In a training video, Patrick Waddick, Cirrus’ president and chief operating officer, stressed the need for pilots to think through different scenarios in which they would use the parachute. He encouraged aviators to rehearse what they would do, so that should circumstances ever warrant a parachute deployment, pulling the handle would be almost instinctive.
Ippoliti had come to the same conclusion well before his own scare.
The Syracuse, N.Y., attorney took delivery of his Cirrus SR22 in 2001. In Syracuse, Ippoliti met another new Cirrus owner. This man and a partner were killed in a crash shortly afterward when they went into a spin, were unable to recover control and hit the ground without ever attempting to deploy the airplane’s parachute.
The event made quite an impression on Ippoliti.
“I remember thinking back then: That will never be me,” he said. “If I’m ever in a bad situation, I’m going to deploy CAPS.”
A few years later, Ippoliti’s resolution would be put to the test.
On an overcast day in 2004, Ippoliti arrived in Fort Lauderdale to pick up his airplane, which had been in for service on its electronics system.
After a successful preflight check, Ippoliti took off.
“I got into the clouds at about 380 feet. I was in a climbing turn, and I started to lose my instruments in rapid succession. The last altitude I saw was 680 feet before I lost my altimeter,” he said.

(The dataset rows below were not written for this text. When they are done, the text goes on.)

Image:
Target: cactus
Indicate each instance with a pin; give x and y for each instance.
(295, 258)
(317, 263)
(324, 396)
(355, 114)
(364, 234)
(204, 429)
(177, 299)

Without instruments and unable to safely descend due to the low cloud ceiling, Ippoliti was in a pickle. Climbing out of the 12,000-foot-tall cloud cover wasn’t a feasible option, either.
“I knew I was in trouble,” Ippoliti said.
He continued to climb until he figured he must have reached at least 800 feet, then Ippoliti reached up and pulled the handle.
“It was an instant decision for me,” he said.
“It worked perfectly,” Ippoliti said, recalling his descent under the parachute’s canopy.
The plane came to rest in a park, and Ippoliti described the touchdown as fairly gentle.
“I was very thankful that day that I had bought a Cirrus,” he said.
Ippoliti’s SR22 is still in service, although today it has a new owner.
While Cirrus originally designed the parachute system to save only the occupants of an airplane, not the craft itself, King said about half the airplanes that have logged CAPS saves have been returned to service.